北上・西和賀

展勝地舞台に市民劇場 幻想的 おいらん道中も【北上】

展勝地を舞台にした創作劇「展勝地おいらん道中事始め」
地元愛する市民を熱演

 北上市民劇場第42回公演「展勝地おいらん道中事始め」は16日、市文化交流センターさくらホールで開演した。「北上を盛り上げたい」という思いを持った人々が、展勝地を舞台に繰り広げる人間ドラマをキャスト、スタッフが心一つにつくり上げた。

 「展勝地おいらん道中事始め」は北上の名所・展勝地で毎年春に開催されているおいらん道中の始まりを描いた創作劇。

 市民劇場制作プロジェクトが脚本を担当し、複数の参加者が各場面を書き上げるチーム制作方式を採用。さくらまつりの新たなイベントとしておいらん道中を実現させようと、見えない「世間の声」に翻弄(ほんろう)されながらも、開催に向け奮闘する主人公たちの姿をコミカルに描いた。
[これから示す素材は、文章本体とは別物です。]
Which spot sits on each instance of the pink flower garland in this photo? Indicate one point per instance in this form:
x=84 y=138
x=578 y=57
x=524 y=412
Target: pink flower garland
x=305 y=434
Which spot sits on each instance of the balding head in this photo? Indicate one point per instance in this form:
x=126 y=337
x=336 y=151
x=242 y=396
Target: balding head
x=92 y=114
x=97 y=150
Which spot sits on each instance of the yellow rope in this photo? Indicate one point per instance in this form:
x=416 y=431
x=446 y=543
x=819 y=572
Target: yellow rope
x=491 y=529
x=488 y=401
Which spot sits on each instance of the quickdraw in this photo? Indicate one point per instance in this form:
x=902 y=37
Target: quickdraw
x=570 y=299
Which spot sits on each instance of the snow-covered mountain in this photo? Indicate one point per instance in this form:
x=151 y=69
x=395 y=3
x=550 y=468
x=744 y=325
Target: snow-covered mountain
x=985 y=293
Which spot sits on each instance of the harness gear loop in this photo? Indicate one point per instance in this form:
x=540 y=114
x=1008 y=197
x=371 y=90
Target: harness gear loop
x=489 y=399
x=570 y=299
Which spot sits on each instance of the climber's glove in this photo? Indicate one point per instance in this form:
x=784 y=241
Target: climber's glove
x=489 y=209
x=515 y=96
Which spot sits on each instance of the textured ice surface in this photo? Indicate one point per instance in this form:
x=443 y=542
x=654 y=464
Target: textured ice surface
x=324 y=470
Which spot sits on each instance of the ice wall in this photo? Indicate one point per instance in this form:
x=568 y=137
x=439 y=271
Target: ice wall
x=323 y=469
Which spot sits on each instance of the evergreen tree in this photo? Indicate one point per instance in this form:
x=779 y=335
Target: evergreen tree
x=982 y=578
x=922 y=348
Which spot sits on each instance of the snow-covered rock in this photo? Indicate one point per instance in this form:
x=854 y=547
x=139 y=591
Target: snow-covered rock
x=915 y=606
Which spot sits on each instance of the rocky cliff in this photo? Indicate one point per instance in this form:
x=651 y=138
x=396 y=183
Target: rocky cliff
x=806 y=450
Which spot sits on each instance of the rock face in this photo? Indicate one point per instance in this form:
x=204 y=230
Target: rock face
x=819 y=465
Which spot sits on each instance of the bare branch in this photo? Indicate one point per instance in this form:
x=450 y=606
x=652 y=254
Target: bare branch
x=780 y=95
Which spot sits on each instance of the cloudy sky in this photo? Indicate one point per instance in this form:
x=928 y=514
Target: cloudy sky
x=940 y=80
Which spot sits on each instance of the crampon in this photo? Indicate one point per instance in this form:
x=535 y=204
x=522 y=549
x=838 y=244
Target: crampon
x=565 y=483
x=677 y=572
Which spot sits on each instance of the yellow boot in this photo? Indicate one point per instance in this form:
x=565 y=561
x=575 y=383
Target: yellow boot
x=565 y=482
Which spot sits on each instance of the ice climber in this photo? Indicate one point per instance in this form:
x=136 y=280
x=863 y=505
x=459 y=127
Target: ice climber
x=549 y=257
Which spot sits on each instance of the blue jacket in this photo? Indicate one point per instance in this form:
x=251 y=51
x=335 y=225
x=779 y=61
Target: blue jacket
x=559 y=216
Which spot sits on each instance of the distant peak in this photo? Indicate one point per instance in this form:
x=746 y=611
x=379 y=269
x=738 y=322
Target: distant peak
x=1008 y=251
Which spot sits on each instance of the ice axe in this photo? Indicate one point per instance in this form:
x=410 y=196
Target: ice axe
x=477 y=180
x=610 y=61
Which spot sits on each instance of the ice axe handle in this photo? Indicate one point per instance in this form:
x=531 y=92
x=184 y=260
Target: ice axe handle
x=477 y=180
 舞台では出演者が市職員、観光協会、歌舞伎保存会などそれぞれの立場から地域発展を願う市民の姿を熱演。実際のさくらまつりに参加している黒沢尻歌舞伎保存会も登場し、伝統的な装束や迫力あふれる演技で観衆を圧倒した。クライマックスでは桜が舞う幻想的なおいらん道中を繰り広げ、客席から惜しみない拍手が送られた。

 主演の市職員田鎖役を務めた藤原慶さん(25)=同市和賀町横川目=は「地元が好きで地域を盛り上げたいという田鎖の役柄と、地元に住む自分の気持ちに重なる部分があった。緊張したが練習の成果が出せた」と充実した表情を浮かべた。